The doctrine of the Cross, though it be the true interpretation of this world, is not prominently manifested in it, upon its surface, but is concealed;

so again, when received into the faithful heart, there it abides as a living principle, but deep, and hidden from observation.

[...] “Jesus Christ and He crucified” is, as the Apostle tells us, “a hidden wisdom;”—hidden in the world, which seems at first sight to speak a far other doctrine,

—and hidden in the faithful soul, which to persons at a distance, or to chance beholders, seems to be living but an ordinary life, while really it is in secret holding communion with Him who was “manifested in the flesh,” “crucified through weakness,” “justified in the Spirit, seen of angels, and received up into glory.”

This being the case, the great and awful doctrine of the Cross of Christ, which we now commemorate, may fitly be called, in the language of figure, the heart of religion.

The heart may be considered as the seat of life; it is the principle of motion, heat, and activity; from it the blood goes to and fro to the extreme parts of the body.

It sustains the man in his powers and faculties; it enables the brain to think; and when it is touched, man dies.

And in like manner the sacred doctrine of Christ’s Atoning Sacrifice is the vital principle on which the Christian lives, and without which Christianity is not.

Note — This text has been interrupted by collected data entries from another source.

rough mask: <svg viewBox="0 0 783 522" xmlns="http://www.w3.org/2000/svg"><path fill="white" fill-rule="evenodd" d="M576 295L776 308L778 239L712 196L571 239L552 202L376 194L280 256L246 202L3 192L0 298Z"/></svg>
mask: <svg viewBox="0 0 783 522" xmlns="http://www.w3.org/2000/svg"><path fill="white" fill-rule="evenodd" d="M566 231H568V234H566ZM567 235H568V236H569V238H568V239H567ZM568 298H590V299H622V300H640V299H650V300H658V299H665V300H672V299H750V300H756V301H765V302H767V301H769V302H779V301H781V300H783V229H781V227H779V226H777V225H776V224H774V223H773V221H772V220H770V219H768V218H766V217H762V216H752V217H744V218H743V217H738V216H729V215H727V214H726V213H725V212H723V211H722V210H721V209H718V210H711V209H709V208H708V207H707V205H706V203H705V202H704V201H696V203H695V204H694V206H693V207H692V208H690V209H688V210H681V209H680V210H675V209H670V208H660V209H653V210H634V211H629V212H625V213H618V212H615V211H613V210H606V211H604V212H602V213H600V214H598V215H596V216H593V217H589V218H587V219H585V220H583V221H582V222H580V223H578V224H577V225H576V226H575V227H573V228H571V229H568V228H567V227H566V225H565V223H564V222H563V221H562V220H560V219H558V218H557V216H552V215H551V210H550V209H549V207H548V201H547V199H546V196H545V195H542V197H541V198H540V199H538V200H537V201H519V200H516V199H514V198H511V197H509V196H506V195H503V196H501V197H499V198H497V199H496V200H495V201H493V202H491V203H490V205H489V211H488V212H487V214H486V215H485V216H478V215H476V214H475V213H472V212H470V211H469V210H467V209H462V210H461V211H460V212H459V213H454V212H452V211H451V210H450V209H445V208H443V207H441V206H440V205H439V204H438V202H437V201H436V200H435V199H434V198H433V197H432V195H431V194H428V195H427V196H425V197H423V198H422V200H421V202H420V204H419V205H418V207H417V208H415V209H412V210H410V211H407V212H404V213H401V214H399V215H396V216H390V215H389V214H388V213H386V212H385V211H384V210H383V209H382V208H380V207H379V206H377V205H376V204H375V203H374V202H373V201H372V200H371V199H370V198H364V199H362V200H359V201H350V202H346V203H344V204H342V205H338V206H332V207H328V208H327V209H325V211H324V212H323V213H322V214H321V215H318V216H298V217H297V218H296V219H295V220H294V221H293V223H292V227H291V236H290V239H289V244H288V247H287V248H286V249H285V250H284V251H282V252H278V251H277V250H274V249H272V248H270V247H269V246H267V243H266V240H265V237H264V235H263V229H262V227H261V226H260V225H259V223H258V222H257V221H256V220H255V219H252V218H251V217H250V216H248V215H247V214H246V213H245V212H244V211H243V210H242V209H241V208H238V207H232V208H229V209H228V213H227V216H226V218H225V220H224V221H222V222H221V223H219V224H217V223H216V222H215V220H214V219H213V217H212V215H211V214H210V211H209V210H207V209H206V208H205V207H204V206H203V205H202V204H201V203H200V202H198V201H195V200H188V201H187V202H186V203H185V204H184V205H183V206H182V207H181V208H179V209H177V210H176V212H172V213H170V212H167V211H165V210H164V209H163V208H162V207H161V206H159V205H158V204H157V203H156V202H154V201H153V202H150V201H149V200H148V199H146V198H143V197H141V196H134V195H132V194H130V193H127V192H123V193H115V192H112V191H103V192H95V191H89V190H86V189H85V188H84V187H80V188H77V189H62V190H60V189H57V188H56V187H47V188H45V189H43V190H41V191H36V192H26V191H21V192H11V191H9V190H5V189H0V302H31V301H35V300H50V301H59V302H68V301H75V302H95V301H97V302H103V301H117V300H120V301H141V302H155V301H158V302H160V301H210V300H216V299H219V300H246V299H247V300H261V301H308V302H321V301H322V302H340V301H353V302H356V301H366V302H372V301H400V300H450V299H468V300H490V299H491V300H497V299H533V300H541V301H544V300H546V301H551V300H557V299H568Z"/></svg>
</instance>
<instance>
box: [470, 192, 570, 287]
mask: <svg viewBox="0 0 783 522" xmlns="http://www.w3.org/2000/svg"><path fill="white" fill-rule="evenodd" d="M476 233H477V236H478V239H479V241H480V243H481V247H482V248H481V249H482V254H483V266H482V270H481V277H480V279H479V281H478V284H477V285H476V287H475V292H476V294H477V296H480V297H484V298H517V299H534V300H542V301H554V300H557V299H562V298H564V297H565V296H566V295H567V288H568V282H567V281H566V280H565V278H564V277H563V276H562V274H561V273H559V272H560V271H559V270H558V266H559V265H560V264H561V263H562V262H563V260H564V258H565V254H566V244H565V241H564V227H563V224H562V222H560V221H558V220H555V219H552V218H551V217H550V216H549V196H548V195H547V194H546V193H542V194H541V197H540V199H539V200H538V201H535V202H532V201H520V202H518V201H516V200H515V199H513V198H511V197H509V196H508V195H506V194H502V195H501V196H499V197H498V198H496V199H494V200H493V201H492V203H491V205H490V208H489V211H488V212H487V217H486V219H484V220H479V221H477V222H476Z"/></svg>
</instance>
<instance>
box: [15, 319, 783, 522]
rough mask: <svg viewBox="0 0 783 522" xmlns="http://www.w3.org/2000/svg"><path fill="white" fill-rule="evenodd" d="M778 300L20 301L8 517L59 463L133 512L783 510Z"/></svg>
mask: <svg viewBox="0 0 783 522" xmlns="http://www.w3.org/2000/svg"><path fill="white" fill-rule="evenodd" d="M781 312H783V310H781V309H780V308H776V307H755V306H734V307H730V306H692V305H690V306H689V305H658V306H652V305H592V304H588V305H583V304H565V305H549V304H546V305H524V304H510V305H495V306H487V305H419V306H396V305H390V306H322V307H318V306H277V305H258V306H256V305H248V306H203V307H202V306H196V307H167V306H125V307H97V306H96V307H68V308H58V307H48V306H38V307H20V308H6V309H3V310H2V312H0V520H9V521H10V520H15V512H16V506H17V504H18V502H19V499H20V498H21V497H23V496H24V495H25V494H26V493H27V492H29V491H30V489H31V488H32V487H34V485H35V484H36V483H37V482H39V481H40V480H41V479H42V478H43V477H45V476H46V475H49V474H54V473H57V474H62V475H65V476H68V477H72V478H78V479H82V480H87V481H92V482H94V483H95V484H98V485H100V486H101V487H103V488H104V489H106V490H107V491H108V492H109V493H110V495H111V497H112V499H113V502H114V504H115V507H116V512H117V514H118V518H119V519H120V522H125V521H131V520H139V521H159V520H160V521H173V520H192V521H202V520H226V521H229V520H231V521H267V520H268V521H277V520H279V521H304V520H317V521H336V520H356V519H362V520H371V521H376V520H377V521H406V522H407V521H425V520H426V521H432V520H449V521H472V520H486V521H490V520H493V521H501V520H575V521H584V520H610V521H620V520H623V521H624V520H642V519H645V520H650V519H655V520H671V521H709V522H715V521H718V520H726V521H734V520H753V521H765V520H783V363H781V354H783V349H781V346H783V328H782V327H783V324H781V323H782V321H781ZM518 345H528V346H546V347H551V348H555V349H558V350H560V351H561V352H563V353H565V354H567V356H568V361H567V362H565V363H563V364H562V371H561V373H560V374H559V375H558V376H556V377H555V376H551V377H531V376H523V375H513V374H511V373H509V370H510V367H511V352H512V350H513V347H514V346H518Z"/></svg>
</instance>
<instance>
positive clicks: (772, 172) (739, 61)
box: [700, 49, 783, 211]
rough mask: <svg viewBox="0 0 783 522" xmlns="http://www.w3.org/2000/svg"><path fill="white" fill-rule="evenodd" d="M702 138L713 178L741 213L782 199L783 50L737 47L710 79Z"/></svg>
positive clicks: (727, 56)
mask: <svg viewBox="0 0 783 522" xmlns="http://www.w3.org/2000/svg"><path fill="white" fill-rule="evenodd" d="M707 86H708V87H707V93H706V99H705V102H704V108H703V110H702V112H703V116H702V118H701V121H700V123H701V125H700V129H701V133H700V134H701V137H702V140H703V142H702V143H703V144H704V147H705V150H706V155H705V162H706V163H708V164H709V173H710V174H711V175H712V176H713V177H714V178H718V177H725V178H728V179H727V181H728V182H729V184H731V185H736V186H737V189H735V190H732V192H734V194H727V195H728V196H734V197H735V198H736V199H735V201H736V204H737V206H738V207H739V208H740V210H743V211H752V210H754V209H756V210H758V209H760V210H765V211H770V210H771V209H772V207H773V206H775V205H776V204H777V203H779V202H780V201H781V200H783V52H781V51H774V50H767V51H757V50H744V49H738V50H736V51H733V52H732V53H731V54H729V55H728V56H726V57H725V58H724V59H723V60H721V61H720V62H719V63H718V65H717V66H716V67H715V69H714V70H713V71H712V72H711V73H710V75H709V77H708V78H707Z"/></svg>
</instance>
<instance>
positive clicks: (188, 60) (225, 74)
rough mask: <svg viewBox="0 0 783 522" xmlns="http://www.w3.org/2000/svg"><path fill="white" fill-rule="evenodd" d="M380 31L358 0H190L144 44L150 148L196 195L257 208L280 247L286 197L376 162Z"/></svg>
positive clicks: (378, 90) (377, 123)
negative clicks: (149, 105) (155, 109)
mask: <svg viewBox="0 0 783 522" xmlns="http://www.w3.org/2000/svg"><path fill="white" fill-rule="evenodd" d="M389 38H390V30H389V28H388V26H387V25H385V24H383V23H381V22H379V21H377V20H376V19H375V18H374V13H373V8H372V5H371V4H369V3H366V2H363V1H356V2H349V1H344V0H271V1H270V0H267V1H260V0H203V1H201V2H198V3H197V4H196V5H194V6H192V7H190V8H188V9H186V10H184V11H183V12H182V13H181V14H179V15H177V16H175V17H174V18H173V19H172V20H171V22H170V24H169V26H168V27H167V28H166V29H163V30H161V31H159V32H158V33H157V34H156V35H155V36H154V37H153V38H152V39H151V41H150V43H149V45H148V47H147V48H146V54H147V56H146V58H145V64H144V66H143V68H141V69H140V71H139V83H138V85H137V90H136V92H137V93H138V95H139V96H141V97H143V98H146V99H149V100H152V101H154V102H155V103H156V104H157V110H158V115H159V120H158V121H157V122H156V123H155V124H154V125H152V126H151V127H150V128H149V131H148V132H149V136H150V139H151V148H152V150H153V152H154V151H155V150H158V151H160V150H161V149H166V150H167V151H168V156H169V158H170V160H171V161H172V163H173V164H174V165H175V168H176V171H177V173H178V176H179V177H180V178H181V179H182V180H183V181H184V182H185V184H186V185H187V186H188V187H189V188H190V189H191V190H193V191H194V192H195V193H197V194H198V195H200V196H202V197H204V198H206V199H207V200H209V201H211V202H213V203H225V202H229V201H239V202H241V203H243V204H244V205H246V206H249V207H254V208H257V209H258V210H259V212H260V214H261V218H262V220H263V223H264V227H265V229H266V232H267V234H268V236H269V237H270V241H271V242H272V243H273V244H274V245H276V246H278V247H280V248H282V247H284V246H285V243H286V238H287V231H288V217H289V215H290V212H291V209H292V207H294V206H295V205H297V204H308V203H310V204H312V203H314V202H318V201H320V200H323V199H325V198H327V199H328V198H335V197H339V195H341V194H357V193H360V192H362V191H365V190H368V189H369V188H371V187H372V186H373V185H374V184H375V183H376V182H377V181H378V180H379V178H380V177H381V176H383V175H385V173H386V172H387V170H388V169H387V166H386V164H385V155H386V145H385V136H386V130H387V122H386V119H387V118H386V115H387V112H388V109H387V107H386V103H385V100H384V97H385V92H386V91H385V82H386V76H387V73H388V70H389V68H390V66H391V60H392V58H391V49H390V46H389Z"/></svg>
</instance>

Without it no other doctrine is held profitably; to believe in Christ’s divinity, or in His manhood, or in the Holy Trinity, or in a judgment to come, or in the resurrection of the dead, is an untrue belief, not Christian faith, unless we receive also the doctrine of Christ’s sacrifice.

On the other hand, to receive it presupposes the reception of other high truths of the Gospel besides;

it involves the belief in Christ’s true divinity, in His true incarnation, and in man’s sinful state by nature; and it prepares the way to belief in the sacred Eucharistic feast, in which He who was once crucified is ever given to our souls and bodies, verily and indeed, in His Body and in His Blood.

But again, the heart is hidden from view; it is carefully and securely guarded; it is not like the eye set in the forehead, commanding all, and seen of all:

and so in like manner the sacred doctrine of the Atoning Sacrifice is not one to be talked of, but to be lived upon; not to be put forth irreverently, but to be adored secretly….

John Henry Cardinal Newman (1801-1890): Parochial and Plain Sermons, vol. 6, Sermon 7. The Cross of Christ the Measure of the World.